# iTunes Match (how good is 256Kbps AAC?



## Skidood

Neat idea...can anyone comment as to the expected sound quality with their streaming of 256Kbps AAC? (iTunes Plus)
   
  As compared to, say, CD quality, or flac?  Thanks!


----------



## pmc64

It obviously won't sound as good as cd quality or flac. It'll sound decent though.


----------



## skamp

pmc64 said:


> It obviously won't sound as good as cd quality or flac. It'll sound decent though.

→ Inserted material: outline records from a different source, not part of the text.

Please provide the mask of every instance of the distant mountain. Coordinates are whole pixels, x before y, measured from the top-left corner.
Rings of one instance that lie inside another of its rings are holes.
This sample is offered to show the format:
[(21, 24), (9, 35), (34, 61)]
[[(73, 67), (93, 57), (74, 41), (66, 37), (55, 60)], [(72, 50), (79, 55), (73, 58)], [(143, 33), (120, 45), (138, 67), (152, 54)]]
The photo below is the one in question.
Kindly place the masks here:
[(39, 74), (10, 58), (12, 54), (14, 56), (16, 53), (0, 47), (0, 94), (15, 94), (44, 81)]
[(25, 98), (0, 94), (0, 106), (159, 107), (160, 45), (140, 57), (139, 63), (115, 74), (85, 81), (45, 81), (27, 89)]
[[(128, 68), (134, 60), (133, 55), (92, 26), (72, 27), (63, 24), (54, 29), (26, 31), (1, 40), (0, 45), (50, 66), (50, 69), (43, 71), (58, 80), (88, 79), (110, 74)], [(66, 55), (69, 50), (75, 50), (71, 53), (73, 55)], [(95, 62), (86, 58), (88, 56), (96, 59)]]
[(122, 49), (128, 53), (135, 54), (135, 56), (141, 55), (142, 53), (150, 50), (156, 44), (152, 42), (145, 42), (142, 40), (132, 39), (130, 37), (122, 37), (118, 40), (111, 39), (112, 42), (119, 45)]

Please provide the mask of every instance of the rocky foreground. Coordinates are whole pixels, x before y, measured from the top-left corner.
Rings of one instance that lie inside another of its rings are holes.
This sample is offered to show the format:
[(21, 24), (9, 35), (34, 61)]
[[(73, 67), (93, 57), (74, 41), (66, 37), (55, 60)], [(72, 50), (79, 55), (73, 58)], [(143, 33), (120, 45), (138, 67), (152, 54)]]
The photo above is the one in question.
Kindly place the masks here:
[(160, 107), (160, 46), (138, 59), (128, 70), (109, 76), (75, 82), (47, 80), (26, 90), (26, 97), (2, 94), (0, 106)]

Not "obviously". I don't remember reading about anyone being able to tell the difference between AAC 256 kbps VBR and FLAC in an ABX test. It most likely will sound exactly the same.


----------



## Skidood

Interesting.....
   
  I listen to Sirius Satelite Radio online regularly which comes in at 128 Kbps.  It sounds pretty good for streaming radio, but without having really done a critical comparison, off the top of my head Id say it sounds like a 128K Mp3 file.
  So at 256, it probably sounds decent.  Which makes iTunes Match an attractive proposition if you have a big library of lossy Mp3s in your iTunes library, as they will stream you back the same songs you already have, but in 256K quality.  28 bucks a year.  Hmm.


----------



## skamp

Mind that iTunes Match seems to have a rather annoying limitation right now: "explicit" versions of songs seem to be replaced with "clean" versions, I don't know if Apple has managed to work around it yet.


----------



## mrspeakers

FLAC is lossless compression, so it sounds to most people exactly like the original.  256K is lossy and does not provide an exact replica.  The A CD is by definition the most common source for uncompressed music, and FLAC off CD is very good.  FLAC can also support hi def audio like 24/96.
   
  256 sounds good, but there is a clear difference between it and FLAC off of a good source.  I usually rip my CDs in ALAC, which is Apple's lossless, then compress to 256 (new feature in iTunes to downsample to 256 instead of just 128) to jam more tunes onto my iPod for the gym or for travel.
   
  EDIT: 256 usually sounds flatter in soundstage and dynamics.  It doesn't offend (except sometimes mass strings), but it doesn't engage as well either...


----------



## GloryUprising

This is an old link, but one of my favorites to refer people to when asking about computer based compression formats:
   
http://www.stereophile.com/features/308mp3cd


----------



## skamp

That article is highly misleading. You don't listen to a perceptual codec by looking at graphs. The differences are in the vast majority of cases not audible. Aside from maybe some very specific "killer" samples, AAC ~256 kbps VBR will be _transparent_, i.e. audibly undistinguishable from the CD.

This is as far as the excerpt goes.